When a child is placed in the arms of their parents, hopes and dreams for the child’s future begin to form. We want what is best for our children in all areas of life. As parents, we want to teach our children the skills they need in a supportive and nurturing environment with the hopes that they will not only learn and grow, but also thrive.
When a child is diagnosed with autism, a parent may wonder: What’s next? What does this mean for my child? They may begin to question what they can incorporate into their child’s daily routine that will provide safety, structure and guidance, so that they can live their best life.
Reevaluate your child’s educational needs yearly.
“All children, typical or not, need different things to thrive,” says Kristin Tennyson, head of school at Linden Grove School in Cincinnati. “Each year, as parents, we should reevaluate what our child’s current needs are and what they will need to be successful for the upcoming school year. This might mean extra or less support, a change in program, additional tutoring, helping to facilitate playdates and more. No matter where your child attends school, they should always be challenged and they should always be thriving academically, socially and therapeutically.”
Take your child on errands with you.
For some parents, the idea of running errands with their children can seem less than appealing, and this can be especially true if your child has unpredictable behaviors. Don’t let this stop you from taking them along. Consider putting one or two outings a month on the calendar. You don’t have to do every grocery trip together, but allowing your child to periodically join you will help them have a better understanding of what goes on in the world.
Strive for independence.
Anyone who has gone through teaching their child to tie a shoe knows it is much quicker, and less painful, to just do it for them. As parents, when we are constantly doing things for our children, we are not allowing them the privilege of learning how to do things for themselves. It may take a while to get there, but when your child accomplishes tasks on their own, they will feel empowered and ready to face future obstacles.
Create a consistent routine.
Structure and consistency can be very important for children with autism spectrum disorder. Tennyson suggests that parents consider using the following to incorporate more structure in their child’s day:
- schedules that include pictures as well as words
- consistent routines for completing homework, going to bed, waking up, etc.
- checklists for tasks and routines
- timers and reminders for changing activities when needed
Also, ask your child’s school for copies of the visuals that they used to help with communication and behavior, such as stop signs, wait cards, bathroom cards and others.
Never limit your expectations of your child’s abilities.

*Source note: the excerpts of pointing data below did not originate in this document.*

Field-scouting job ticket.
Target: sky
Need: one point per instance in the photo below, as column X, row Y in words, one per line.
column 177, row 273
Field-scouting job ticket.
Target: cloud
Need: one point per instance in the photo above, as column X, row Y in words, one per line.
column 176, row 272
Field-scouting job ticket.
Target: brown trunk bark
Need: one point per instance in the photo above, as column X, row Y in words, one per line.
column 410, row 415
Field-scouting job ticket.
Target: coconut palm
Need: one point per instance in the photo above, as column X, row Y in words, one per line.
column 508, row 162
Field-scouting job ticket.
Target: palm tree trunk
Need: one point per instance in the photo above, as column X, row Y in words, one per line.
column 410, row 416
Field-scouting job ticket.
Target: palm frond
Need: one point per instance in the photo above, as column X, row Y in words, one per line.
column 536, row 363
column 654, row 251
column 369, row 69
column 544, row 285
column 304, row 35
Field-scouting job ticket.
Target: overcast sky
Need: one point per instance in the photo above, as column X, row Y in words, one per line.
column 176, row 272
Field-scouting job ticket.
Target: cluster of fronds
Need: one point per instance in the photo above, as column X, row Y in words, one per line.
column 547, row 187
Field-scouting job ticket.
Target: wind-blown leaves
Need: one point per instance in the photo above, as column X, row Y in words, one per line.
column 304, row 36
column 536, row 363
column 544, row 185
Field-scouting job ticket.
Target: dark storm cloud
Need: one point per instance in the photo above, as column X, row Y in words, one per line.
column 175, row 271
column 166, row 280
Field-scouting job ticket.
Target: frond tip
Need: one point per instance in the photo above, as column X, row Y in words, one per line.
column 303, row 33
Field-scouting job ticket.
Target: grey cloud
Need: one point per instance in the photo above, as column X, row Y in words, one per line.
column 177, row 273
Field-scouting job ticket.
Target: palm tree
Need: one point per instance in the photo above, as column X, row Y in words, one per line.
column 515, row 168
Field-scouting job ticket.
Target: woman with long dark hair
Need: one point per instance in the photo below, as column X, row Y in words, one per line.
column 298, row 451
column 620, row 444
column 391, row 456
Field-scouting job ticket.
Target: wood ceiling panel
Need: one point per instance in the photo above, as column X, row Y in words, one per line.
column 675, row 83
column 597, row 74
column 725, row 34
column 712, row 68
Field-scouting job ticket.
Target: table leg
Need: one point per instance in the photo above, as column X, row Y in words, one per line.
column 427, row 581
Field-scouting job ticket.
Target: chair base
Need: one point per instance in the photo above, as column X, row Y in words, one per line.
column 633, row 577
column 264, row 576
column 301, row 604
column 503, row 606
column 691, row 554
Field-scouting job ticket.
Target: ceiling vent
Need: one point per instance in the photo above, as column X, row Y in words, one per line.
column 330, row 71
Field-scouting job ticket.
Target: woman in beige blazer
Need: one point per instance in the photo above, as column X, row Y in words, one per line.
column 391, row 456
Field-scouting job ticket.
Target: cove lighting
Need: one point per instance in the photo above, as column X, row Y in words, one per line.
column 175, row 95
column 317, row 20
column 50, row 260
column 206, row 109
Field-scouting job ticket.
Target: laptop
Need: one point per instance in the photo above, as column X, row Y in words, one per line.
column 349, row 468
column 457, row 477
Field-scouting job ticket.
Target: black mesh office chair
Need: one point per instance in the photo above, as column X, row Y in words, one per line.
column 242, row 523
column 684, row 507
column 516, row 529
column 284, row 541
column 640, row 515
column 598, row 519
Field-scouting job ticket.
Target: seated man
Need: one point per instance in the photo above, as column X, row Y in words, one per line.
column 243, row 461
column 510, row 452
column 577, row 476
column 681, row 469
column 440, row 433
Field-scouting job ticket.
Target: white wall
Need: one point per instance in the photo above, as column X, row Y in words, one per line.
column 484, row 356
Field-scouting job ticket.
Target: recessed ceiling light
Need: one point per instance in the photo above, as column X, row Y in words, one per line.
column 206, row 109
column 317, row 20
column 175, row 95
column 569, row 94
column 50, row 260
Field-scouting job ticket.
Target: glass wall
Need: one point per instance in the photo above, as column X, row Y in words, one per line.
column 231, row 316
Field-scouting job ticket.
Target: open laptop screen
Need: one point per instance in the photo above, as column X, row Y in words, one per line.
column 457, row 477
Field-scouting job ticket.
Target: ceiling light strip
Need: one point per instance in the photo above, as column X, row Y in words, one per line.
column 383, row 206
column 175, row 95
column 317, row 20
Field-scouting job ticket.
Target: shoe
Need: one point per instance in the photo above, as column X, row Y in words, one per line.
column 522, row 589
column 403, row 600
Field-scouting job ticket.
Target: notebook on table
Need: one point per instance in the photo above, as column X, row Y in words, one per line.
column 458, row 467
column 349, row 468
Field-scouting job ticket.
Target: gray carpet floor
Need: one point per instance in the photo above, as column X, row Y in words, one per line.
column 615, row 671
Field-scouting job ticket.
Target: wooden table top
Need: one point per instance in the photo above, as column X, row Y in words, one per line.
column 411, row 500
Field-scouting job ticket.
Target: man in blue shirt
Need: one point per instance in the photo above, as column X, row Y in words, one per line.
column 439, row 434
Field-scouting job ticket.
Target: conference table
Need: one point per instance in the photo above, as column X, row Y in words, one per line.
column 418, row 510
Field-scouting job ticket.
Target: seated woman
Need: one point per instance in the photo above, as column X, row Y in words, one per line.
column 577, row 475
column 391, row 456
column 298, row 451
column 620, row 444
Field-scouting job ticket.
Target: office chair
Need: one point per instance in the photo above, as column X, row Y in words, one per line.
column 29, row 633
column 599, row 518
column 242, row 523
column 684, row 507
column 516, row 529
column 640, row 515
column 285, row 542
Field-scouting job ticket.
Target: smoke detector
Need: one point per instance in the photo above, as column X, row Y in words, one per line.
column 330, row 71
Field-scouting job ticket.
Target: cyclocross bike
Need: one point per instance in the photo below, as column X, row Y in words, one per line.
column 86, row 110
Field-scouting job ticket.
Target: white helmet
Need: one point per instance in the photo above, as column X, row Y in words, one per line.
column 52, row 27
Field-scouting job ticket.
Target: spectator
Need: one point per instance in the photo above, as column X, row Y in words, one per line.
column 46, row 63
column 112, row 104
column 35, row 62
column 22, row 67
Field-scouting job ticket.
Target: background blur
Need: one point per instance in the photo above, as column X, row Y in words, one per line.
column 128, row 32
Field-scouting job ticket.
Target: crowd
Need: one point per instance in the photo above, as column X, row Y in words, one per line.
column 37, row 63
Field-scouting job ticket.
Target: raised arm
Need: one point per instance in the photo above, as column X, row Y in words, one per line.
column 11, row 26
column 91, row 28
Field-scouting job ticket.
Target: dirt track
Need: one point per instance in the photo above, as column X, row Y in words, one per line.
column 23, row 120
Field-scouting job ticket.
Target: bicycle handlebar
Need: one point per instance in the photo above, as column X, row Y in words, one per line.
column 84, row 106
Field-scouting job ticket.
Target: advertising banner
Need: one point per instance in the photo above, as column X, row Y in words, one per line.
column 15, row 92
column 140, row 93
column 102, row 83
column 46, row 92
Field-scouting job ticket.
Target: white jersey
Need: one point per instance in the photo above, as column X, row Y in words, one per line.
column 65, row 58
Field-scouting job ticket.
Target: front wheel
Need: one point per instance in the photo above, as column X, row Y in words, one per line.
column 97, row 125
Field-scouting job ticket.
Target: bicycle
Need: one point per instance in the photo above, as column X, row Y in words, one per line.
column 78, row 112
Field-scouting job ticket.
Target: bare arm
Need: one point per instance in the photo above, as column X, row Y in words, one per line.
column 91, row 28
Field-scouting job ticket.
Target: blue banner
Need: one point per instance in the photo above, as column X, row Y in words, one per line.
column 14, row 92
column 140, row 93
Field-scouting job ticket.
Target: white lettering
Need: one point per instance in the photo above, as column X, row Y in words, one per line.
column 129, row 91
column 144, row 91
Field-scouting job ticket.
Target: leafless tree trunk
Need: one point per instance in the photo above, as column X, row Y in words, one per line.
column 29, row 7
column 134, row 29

By trying new things, parents will learn what works for their child. And, remember, just because something doesn’t work well the first time, doesn’t mean it can’t be tried again at some point in the future.
Get help when needed.
Therapists, specialists and medical professionals can all help your child learn the skills needed to thrive in their environment. Consider having a caregiver come in at different times during the month to help alleviate some of the workload and give you a break. Put these appointments on the calendar to be sure your child is expecting these visits.
Connect with other families with children on the autism spectrum.
In our world of social media, connecting with families is easier than ever before. Consider joining a support group, or connecting with a group on Facebook or another social media platform.
“There are a variety of places that offer play groups,” says Mary Helen Richer, executive director of the Autism Society Greater Cincinnati. “For example, the Autism Society of Greater Cincinnati offers monthly recreational programs for all ages where children can interact with other kids and parents, and also have the opportunity to connect with each other, as well.”
The Autism Society of Greater Cincinnati also offers a helpline for families to ask questions, find information and access resources. They are happy to connect families to the various other playgroups, support groups and resources in the community. For more information, call 513-561-2300 or email [email protected].
Parents desire for their children to learn, grow, develop and thrive. Thankfully, there are plenty of tools and resources available for parents to help equip their children and encourage them in their journey toward living their best life.